Je ne suis pas certain que dans cinquante ans les artistes penseront leurs oeuvres en fonction des circuits de galeries et de musées. Je les vois plutôt se fondant dans le quotidien et je l’espère d’ailleurs. Je crois que les artistes vont infuser dans les entreprises, dans l’enseignement, dans les jeux vidéo. Ce sont des types de perspectives qui me réjouissent. La forme muséale un peu lourde va se trouver sérieusement bousculée par la spontanéité d’un art en devenir. L’avenir de l’art passe par une forme de dissidence intellectuelle qui va se glisser dans le quotidien, et nous donner à vivre dans une sorte réalité augmentée.
Audi Talents 2019
Au programme : fitness critique, hip-hop reformulé et fête bionique
Quel est le point commun entre un accessoire de fitness, une battle de hip-hop et une nuit festive? En apparence pas grand-chose, quoique… tous les trois sont reliés à notre époque, à ses questionnements, ses malaises, ses rêves et ses critiques. Et tous les trois sont les fruits de réflexions critiques mais aussi ludiques et oniriques des trois lauréats Audi Talents 2019.
De très jeunes lauréats aux formations de designers mais ayant fait un pas de côté par rapport à ce que l’on attend en principe, du design. Cette singularité de créativité alliée à une grande fraîcheur des travaux présentés correspond bien, selon Lahouari Bennaoum, directeur d’Audi France à la philosophie maison : « soutenir les artistes proposant une vision avant-gardiste du monde de demain, que ce soit dans le sujet abordé ou les techniques utilisées. Cela fait treize ans que nous soutenons de jeunes talents dans de nombreux domaines, arts plastiques, design et arts appliqués, musique et image, arts numériques, productions audiovisuelles, en leur offrant les moyens d’exposer leur projet inédit. Ce qui nous importe avant tout : des projets innovants, mêlant arts visuels et nouvelles technologies »
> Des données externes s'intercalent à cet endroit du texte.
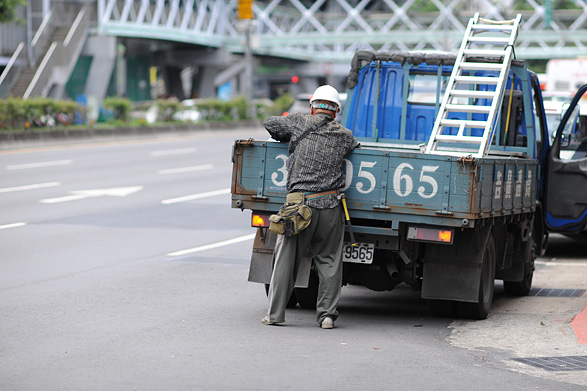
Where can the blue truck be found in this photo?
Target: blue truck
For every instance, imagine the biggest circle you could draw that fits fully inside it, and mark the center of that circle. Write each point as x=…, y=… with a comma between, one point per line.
x=436, y=200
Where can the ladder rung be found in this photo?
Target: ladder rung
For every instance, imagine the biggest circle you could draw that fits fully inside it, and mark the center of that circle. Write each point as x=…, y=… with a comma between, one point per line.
x=481, y=66
x=489, y=40
x=484, y=53
x=493, y=27
x=473, y=94
x=462, y=139
x=468, y=108
x=467, y=123
x=477, y=80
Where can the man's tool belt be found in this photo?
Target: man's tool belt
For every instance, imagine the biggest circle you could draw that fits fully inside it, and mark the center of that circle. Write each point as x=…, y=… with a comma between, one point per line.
x=292, y=217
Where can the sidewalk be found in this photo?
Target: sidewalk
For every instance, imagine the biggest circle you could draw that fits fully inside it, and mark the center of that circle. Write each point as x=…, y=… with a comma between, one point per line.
x=548, y=327
x=13, y=140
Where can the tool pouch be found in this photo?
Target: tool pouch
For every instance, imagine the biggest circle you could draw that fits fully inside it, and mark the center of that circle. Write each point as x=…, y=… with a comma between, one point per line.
x=293, y=217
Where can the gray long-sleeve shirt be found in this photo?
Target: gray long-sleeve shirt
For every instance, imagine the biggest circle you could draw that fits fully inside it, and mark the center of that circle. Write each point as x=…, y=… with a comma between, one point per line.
x=316, y=164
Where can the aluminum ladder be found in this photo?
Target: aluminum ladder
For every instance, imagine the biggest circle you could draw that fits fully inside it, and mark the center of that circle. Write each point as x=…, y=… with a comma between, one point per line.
x=487, y=46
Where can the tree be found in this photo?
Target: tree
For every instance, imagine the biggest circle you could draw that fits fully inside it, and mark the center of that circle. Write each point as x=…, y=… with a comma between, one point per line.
x=8, y=9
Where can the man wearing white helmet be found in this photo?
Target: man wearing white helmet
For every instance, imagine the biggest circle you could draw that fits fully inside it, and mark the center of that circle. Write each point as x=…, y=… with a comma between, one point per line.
x=317, y=147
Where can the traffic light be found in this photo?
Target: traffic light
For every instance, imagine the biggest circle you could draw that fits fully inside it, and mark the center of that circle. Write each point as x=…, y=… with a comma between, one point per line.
x=244, y=9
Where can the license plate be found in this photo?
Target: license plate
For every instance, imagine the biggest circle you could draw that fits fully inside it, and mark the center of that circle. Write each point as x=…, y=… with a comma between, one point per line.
x=359, y=253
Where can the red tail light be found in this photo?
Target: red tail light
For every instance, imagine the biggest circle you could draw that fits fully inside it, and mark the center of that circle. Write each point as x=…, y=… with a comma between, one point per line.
x=260, y=221
x=430, y=234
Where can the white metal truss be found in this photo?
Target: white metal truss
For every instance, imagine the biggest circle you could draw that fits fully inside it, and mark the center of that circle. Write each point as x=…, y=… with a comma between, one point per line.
x=332, y=30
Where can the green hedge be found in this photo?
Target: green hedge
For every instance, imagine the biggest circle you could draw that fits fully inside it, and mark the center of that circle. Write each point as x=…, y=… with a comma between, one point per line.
x=17, y=113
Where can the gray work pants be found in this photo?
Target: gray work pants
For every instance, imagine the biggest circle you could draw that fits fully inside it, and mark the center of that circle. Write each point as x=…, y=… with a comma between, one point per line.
x=324, y=236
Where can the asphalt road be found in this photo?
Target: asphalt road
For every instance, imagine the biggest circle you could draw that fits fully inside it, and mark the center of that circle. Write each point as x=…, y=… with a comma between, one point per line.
x=123, y=267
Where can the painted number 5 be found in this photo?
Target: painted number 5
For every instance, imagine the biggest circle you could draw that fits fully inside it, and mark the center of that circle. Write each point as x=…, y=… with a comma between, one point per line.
x=403, y=183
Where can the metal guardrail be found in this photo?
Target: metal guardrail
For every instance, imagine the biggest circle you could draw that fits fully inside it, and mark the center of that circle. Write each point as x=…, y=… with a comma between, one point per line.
x=60, y=55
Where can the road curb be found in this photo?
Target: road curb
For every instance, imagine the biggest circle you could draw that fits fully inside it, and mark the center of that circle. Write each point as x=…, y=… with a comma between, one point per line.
x=579, y=324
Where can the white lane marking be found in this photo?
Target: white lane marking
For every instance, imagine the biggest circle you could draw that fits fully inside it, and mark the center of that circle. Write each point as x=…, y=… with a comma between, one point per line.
x=81, y=194
x=40, y=164
x=173, y=152
x=196, y=196
x=213, y=245
x=186, y=169
x=556, y=263
x=30, y=187
x=13, y=225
Une approche qui correspond bien aux trois lauréats Audi talents cuvée 2019, Camille Ménard, Teddy Sanches et Roman Weill. La collection des Self Esteem Shapers de Camille Menard reformule les accessoires de fitness afin de souligner leurs côtés narcissiques et aliénants. Camille Ménard aspire, par une certaine forme de dérision, à « promouvoir un design d’un genre nouveau, vecteur d’émancipation, afin de supplanter celui qui sature le marché sans posture critique. »
Marier design et danse hip-hop ? C’est l’idée de Teddy Sanches qui a donné naissance au projet Envahisseurs Battle. Ce jeune designer questionne la forme de la battle, en se replongeant dans ses origines, celles du Bronx des années 1970 et en questionnant la symbolique du cercle dans le hip-hop. Roman Weil, lui, propose avec Experimental Party Unit (E.P.U), un espace composé de dispositifs lumineux et sonores impliquant le corps et ses sens, entre design industriel, expérience spatiale et sonore, technicité et plasticité…
Ces trois lauréats exposeront l’aboutissement de leurs trois projets dans le cadre de l’exposition UNDOMESTIC, du 16 au 19 avril 2020 au Palais de Tokyo.